B. Les élections de 2012 et de 2015

[8] En 2012, l’intimé s’est porté candidat à un poste de conseiller, mais sa candidature a été rejetée par le directeur des élections de l’époque, car son dossier de mise en candidature était incomplet. En appel de cette décision, l’appelant Fred Porter (qui agissait alors à titre d’arbitre) n’a pas tenu compte des infractions mentionnées dans la vérification des antécédents criminels de l’intimé ni n’a statué sur ces infractions, et ce ne fut pas un des motifs invoqués pour rejeter la candidature de l’intimé à cette élection.

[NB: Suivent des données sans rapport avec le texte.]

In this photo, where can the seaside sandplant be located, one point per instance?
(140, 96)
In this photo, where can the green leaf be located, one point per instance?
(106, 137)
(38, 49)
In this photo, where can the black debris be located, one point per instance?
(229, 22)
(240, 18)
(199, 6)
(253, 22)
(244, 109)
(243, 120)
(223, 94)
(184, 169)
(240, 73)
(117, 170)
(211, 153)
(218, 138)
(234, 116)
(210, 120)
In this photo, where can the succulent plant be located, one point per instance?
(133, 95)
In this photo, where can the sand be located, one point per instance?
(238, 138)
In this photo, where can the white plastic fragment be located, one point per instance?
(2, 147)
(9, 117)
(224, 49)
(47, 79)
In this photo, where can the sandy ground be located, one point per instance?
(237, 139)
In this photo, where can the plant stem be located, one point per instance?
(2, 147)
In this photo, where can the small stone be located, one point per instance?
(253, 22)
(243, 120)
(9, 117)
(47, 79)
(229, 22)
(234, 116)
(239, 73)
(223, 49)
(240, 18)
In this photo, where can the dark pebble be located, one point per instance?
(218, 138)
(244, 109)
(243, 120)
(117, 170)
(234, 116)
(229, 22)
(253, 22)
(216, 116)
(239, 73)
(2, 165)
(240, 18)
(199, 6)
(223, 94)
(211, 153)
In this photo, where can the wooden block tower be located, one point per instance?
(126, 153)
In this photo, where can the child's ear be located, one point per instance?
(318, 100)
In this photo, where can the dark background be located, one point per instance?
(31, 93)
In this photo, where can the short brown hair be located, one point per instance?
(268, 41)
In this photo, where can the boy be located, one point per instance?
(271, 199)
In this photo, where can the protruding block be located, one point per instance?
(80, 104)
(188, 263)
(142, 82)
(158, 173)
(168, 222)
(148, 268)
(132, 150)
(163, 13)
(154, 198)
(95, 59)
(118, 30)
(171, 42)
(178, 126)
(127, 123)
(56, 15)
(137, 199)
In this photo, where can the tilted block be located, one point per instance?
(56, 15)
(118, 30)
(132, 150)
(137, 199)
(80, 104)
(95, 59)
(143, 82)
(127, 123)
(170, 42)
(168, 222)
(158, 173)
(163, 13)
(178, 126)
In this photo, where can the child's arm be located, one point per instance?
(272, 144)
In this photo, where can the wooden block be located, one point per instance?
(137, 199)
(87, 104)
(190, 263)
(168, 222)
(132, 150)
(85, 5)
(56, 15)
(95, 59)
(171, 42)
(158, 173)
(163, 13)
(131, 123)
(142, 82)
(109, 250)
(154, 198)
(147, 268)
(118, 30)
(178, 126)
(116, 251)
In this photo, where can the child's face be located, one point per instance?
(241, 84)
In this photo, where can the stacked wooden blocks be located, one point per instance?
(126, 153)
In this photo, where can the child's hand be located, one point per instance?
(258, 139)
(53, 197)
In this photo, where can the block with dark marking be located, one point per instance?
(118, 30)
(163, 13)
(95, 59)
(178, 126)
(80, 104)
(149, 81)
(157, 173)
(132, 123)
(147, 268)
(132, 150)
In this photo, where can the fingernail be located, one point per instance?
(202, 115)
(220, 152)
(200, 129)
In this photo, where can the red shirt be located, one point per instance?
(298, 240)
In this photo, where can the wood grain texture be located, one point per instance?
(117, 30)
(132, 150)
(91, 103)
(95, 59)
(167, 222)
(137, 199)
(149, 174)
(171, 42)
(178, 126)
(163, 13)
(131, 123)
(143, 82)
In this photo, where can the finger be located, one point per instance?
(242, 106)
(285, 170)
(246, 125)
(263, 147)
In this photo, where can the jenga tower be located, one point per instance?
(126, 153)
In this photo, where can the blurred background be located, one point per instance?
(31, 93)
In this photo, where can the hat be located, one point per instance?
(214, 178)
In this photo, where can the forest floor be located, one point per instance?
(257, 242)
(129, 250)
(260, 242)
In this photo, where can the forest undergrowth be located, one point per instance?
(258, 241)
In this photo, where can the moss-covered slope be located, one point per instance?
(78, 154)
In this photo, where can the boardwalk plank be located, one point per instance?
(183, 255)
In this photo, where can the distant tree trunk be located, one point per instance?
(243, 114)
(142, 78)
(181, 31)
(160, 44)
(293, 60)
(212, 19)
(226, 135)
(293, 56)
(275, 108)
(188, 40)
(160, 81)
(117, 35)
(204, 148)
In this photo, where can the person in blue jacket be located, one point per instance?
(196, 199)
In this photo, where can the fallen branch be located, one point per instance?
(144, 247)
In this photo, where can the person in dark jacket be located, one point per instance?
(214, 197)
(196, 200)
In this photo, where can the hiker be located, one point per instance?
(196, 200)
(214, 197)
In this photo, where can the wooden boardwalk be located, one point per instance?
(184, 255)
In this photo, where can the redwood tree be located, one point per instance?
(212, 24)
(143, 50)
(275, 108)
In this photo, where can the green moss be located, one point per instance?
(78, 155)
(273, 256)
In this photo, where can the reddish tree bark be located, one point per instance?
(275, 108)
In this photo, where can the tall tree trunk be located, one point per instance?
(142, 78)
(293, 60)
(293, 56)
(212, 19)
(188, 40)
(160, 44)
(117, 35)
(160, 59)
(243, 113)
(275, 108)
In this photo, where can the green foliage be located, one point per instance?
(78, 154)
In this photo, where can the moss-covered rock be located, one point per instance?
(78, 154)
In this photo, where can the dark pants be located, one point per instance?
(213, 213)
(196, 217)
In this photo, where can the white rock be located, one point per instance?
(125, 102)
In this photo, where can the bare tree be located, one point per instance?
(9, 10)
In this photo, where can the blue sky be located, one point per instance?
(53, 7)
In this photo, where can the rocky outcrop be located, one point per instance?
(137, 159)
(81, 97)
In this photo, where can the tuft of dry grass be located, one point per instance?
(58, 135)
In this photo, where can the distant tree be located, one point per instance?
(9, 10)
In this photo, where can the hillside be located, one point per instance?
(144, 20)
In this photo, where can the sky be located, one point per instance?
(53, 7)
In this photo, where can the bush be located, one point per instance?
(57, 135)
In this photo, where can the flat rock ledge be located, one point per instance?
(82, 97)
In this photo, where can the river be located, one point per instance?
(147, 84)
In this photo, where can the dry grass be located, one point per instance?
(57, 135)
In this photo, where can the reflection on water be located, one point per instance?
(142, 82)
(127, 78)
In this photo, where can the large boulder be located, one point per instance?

[9] Nous remarquons toutefois que le rapport complet que l’arbitre a envoyé à l’intimé le 3 juillet 2012 (et qui a été déposé à titre de pièce B jointe à la déclaration sous serment de l’intimé à la Cour fédérale) comprend les notes de l’arbitre au sujet d’une entrevue réalisée avec le chef et le conseil. Il semble se dégager de ces notes qu’il avait été établi qu’une personne ne pouvait être acceptée comme candidate si elle avait été déclarée coupable d’un acte criminel, et que les membres du Conseil étaient d’avis qu’une candidature devait être rejetée si la vérification des antécédents criminels de la personne révélait une déclaration de culpabilité. Lors de l’audience devant notre Cour, l’avocat de l’intimé a allégué que ces notes constituaient une preuve par ouï-dire et qu’elles ne devraient pas être prises en compte. L’avocat des appelants a répliqué que ces notes avaient été présentées en preuve par l’intimé lui-même et qu’elles ne devraient donc pas être exclues. Quelle que soit la valeur de cette objection, il est trop tard, en appel, pour la soulever. Il est en effet bien établi que toute objection à l’admissibilité d’éléments de preuve doit, dans les instances civiles tout au moins, être soulevée au moment où ces éléments sont présentés pour la première fois : Sidney N. Lederman, Alan W. Bryant & Michelle Fuerst, Sopinka, Lederman & Bryant: The Law of Evidence in Canada, 5e éd. (Toronto : LexisNexis Canada, 2018), par. 2.109. Comme l’intimé ne s’est pas opposé à l’admissibilité des notes de l’arbitre à la Cour fédérale, je refuse de me prononcer sur cette objection. Quoi qu’il en soit, les éléments de preuve contestés ne sont pas déterminants.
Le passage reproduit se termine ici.